Armierungseisen dienen hier als Aufhänger für kleine Glocken, welche die Pilger mit einer Bemerkung oder auch nur ihrem Namen hinhängen. Pilger läuten viele der Glöckchen, wenn sie vorbei gehen, was zu einer angenehmen Geräuschkulisse verhilft.

Ein Baum muss ebenfalls als Hängeplatz für die Glocken herhalten. Der Wind verrichtet hier den Anschlagservice.

Am südlichen Ende der Insel liegt das Phromthep Cape, wo den Besucher eine schöne Sicht auf das Meer erwartet. Für Sonnenuntergänge fahren Busse ganze Touristenladungen hier hin. Wir hatten keine Lust auf den Sonnenuntergang zu warten.
Das kleine Heiligtum gilt den Elefanten: Hunderte von kleineren und auch grösseren Figuren werden hier deponiert. Pilger schmücken die Figuren mit Blumenkränzen, welche sie bei der Anreise kaufen.

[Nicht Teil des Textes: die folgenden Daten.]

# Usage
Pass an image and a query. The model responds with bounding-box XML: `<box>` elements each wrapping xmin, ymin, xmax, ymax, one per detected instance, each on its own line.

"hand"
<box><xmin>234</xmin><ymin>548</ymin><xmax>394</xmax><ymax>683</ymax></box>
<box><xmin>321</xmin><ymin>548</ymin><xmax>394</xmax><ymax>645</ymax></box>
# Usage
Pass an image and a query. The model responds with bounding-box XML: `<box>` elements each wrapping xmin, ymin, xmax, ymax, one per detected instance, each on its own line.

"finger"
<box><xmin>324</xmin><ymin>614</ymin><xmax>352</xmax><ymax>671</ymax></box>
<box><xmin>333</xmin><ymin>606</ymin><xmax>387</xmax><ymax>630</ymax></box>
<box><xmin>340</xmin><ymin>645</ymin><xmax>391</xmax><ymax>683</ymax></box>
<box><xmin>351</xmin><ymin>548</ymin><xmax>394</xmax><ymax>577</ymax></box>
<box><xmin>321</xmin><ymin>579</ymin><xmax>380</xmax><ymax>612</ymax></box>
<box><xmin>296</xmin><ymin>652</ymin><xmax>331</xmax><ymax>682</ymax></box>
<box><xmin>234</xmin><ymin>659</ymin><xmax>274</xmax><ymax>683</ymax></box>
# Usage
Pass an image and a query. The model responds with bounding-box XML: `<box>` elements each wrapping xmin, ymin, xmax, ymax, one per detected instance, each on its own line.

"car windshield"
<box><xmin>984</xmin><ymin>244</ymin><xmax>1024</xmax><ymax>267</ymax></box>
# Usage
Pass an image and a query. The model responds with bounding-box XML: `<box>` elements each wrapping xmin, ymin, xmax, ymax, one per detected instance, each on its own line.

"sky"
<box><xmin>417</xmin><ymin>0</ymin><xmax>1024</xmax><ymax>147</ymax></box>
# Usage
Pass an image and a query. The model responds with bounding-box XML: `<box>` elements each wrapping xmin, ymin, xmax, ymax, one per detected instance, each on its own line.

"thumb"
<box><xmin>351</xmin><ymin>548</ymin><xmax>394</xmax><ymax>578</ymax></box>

Einige der kleinen Figuren in der für die Grautiere üblichen Gestik der Begrüssung und Beschnupperns.

Die Seuche der Selfies hat auch Asien erreicht. Viele junge Besucher rennen mit ihren Stecken herum, an deren Spitze ein Smartphone oder eine andere Kamera befestigt ist. Damit schiessen sie Bilder der Landschaft oder auch von Denkmälern, immer mit ihrem Portrait davor. Die Umwelt wird so einfach nur zur Staffage. Schade, aber ich bin vermutlich einfach zu alt für diesen modischen Furz.